Ekleme: Tom ve Jerry, Bugs Bunny yi unuttum kızacaklar sonra...
Liste uzar gider peki hangisi?
Sabah 7-8 gibi uyanıp, bebe bisküvisi eşliğinde çizgi film izleyerek annemin uyanmasını beklemek.
arka mahalleye maç yapmaya gitmek
insanın yeğenleri olunca bunların hepsini her zaman yapıyor. ben en çok deli gibi koşmayı özledim. şimdi hem çabuk yoruluyorum hem de koşacak mekan fazla yok. çocukken sokağın başından salıveriyordun kendini ne güzeldi. :)

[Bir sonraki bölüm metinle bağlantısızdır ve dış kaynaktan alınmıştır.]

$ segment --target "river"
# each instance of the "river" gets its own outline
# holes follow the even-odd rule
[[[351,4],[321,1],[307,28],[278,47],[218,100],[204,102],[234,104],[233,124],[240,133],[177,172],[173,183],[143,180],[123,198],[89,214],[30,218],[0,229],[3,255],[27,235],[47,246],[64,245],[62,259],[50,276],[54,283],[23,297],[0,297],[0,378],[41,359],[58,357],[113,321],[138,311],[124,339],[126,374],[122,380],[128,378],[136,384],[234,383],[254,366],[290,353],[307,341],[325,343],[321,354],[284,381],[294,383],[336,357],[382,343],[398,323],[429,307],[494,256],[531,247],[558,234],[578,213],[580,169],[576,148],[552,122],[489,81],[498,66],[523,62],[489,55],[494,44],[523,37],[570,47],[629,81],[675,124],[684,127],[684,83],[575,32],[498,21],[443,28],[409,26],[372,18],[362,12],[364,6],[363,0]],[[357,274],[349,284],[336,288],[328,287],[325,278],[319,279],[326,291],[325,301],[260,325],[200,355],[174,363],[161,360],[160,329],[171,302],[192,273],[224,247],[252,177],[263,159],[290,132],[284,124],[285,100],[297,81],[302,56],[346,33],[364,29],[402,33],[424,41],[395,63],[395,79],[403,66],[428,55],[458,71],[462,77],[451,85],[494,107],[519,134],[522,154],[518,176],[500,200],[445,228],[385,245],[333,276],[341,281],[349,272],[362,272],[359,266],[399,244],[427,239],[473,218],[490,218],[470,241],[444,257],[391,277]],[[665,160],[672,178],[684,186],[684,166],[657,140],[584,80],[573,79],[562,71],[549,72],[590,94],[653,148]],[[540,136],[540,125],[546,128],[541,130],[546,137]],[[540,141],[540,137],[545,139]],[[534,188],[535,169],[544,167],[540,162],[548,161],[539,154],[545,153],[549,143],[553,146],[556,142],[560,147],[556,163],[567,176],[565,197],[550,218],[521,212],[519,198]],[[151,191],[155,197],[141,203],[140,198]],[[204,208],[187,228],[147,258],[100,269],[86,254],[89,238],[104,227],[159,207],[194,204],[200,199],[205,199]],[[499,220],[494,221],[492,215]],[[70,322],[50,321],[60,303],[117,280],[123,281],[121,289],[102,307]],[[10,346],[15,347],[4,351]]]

insanlara sevgiyle yaklaşmak. şerefsizin teki oluyosun gün geçtikçe
birtek salonda soba vardı. yatağın içinde kafama kadar yorganı çekip annemin salondaki sobayı yakmasını beklerdim. soba yanmadan televizyon açılmıyor sanıyordum o zaman.
oyuncaklarımla oynamayı özledim. pony atım vardı bir tane. ama böyle yenileri gibi gözü makyajlı at değil, eskilerden. tam oyuncak olanlardan yani. onu özledim. evcilik takımlarını kaloriferin üzerine dizip sonra hiç ilgilenmemeyi.
aklıma bu kadar geldi şimdi.
Bahcelerin sulandigi hortumdan kana kana su icmeyi ozledim. Bir de canavarcilik oynamayi. Aslinda o kadar cok var ki.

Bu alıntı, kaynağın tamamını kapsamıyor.